At Interwoven Design we like to incorporate sustainability into our process wherever possible, and this includes sustainable prototyping. In this article we outline our casting process and review the Checkerspot Pollinator Kit, a renewable polyurethane resin that can be used for casting. Our clients rely on us to develop innovative solutions quickly and economically, which means that we move from sketches to prototyping quickly. We iterate potential design directions in-house to reduce turnaround time and keep product development costs low. Making urethane casting molds in-house allows us to do small batch prototyping and testing at a low cost before sending a more resolved solution out to a casting or injection-molding contractor, saving our clients time and money.

How does the casting process work?

Once a design direction has been finalized and is translated into 3D CAD (Computer Aided Design) software, we choose one of two casting strategies:

  1. We design and 3D print a mold based on the negative of the component
  2. We 3D print the component itself and then make a mold from it

The approach we choose is driven by the needs of the final component and the intended manufacturing material. If the final component is meant to be flexible or semi-rigid, like a high density foam part, we print the mold, as a flexible component can be removed from a rigid mold. If the final component is intended to be rigid, we print the part and cast a mold from it, as a flexible mold can be removed from a rigid component.

Once approach is set, the two-part urethane is mixed in the directed ratio to start the chemical reaction that cures the material, turning it from liquid to solid. If we want to tint our resin to more closely approximate the final product, we tint the parts before combining them as urethane can set quickly. The mix is poured carefully into the mold, trying to avoid bubbles that could detract from the final casting. The curing time can vary but it’s good to leave the casting for the maximum time specified as thinner elements will cure more quickly than thicker ones. In later stages of development the casting may be sanded, painted, or finished in some other way to make the prototype feel as close to the final product as possible.

Interwoven Design casting a mold for a prototype.
Casting approach 1: Our design team uses a 3D printed mold to cast a high density foam component for a backpack.

Incorporating sustainable practices

We consider environmental impact throughout the design process, pushing for the products we design to be sustainable to the greatest degree achievable for a given project. Considering sustainability at every stage of a product development cycle is essential to discovering opportunities for environmentally thoughtful design. These stages include research, form, construction, material selection and sourcing, manufacturing, and more. In early stages of a project, finding sustainable strategies for a development phase can take extra time and be restricted by budgets and practical constraints within the project. 

Access to sustainable materials that facilitate low volume in-house casting is a game changer, as the more closely we can approximate final materials, the more accurate our product testing becomes. Not only does it allow our designers and clients to hold, wear and interact with the product, but it allows for high-fidelity field testing and validation. Depending on the product category, a client may choose to test products in-house with their own teams or outsource testing to a team of engineers. The ability to quickly generate and iterate prototypes that closely or precisely mimic the final material keeps testing costs down and helps projects stay on schedule.

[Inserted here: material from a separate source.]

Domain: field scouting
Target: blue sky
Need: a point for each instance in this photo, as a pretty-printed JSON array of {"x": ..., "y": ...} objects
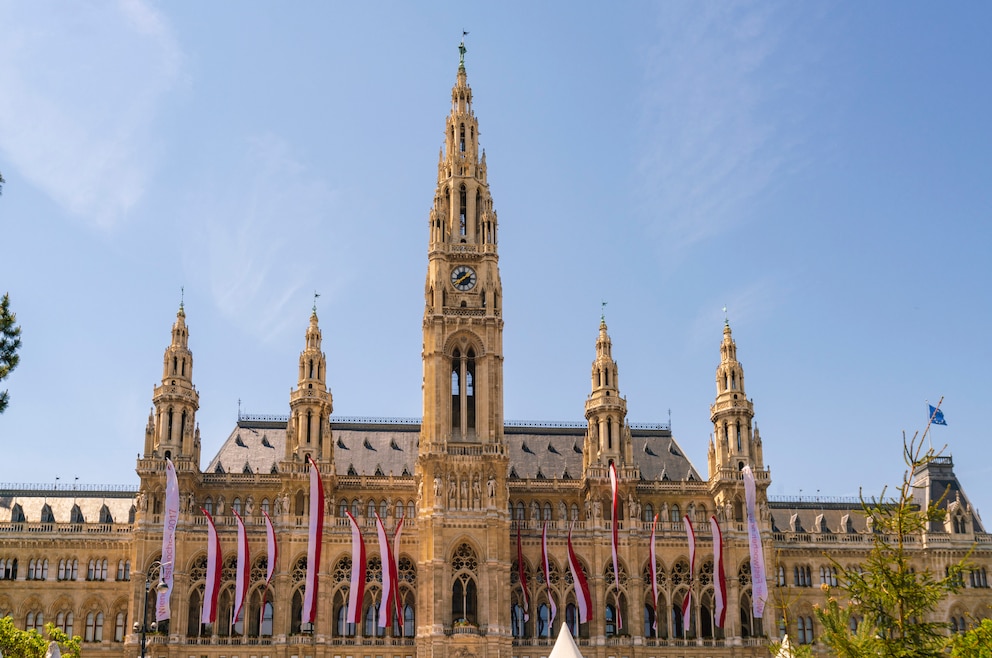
[{"x": 821, "y": 169}]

Checkerspot Pollinator Kit
The Checkerspot Pollinator Urethane Casting Kit features sustainable packaging and an algae-derived polyurethane resin.

Checkerspot performance casting materials

Checkerspot is a company that focuses on sustainable, high-performance casting materials, serving makers, designers and fabricators. Their innovative materials feature over 50% bio-based, renewable content, challenging a market saturated with oil-derived materials. They manufacture materials by “optimizing microbes to manufacture unique structured oils produced in nature, but not previously accessible at commercial scale.” Each organism contains oil that can be extracted, these lipids are the key component to Checkerspot’s biomaterials. Optimizing the qualities of sustainable materials like algal oil allows for peak product performance for the intended user as well as the environment.

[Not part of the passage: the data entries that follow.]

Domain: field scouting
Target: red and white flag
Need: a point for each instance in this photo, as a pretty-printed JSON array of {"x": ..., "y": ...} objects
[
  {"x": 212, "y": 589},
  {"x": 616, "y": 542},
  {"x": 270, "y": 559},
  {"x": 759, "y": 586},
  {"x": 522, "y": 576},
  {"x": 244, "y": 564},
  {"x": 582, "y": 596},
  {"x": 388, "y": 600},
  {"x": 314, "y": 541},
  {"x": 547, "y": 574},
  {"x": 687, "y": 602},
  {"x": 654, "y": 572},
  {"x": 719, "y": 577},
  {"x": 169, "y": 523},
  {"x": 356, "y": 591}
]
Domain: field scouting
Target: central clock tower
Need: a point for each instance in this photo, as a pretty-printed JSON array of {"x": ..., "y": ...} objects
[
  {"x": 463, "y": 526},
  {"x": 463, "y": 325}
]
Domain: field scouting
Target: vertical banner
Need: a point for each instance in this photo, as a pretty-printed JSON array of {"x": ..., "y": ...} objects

The Checkerspot Pollinator Kit

We had the opportunity to put Checkerspot’s Pollinator Series Cast Urethane to the test in our studio. Our designer’s appreciated the thought put into the labeling of the kit components and instructions for the mixing and casting processes. We also liked the smooth user interaction with the sustainable packaging design. When we poured the mix into our intricate mold, the materials cured evenly and captured fine details, proving that there is no need to sacrifice performance when using sustainable alternatives to mainstream oil-derived casting products.

There you have it!

Here at Interwoven we enjoy pushing the boundaries between design, sustainability, material science and technology. Playing with new materials invigorates our design process as well as our studio-practice. Have you tried working with a new sustainable material recently? Tell us about it! Prototyping sustainably with 3D printing and bio-based material casting is just one way we can participate in the movement towards more responsible, environmentally considerate design.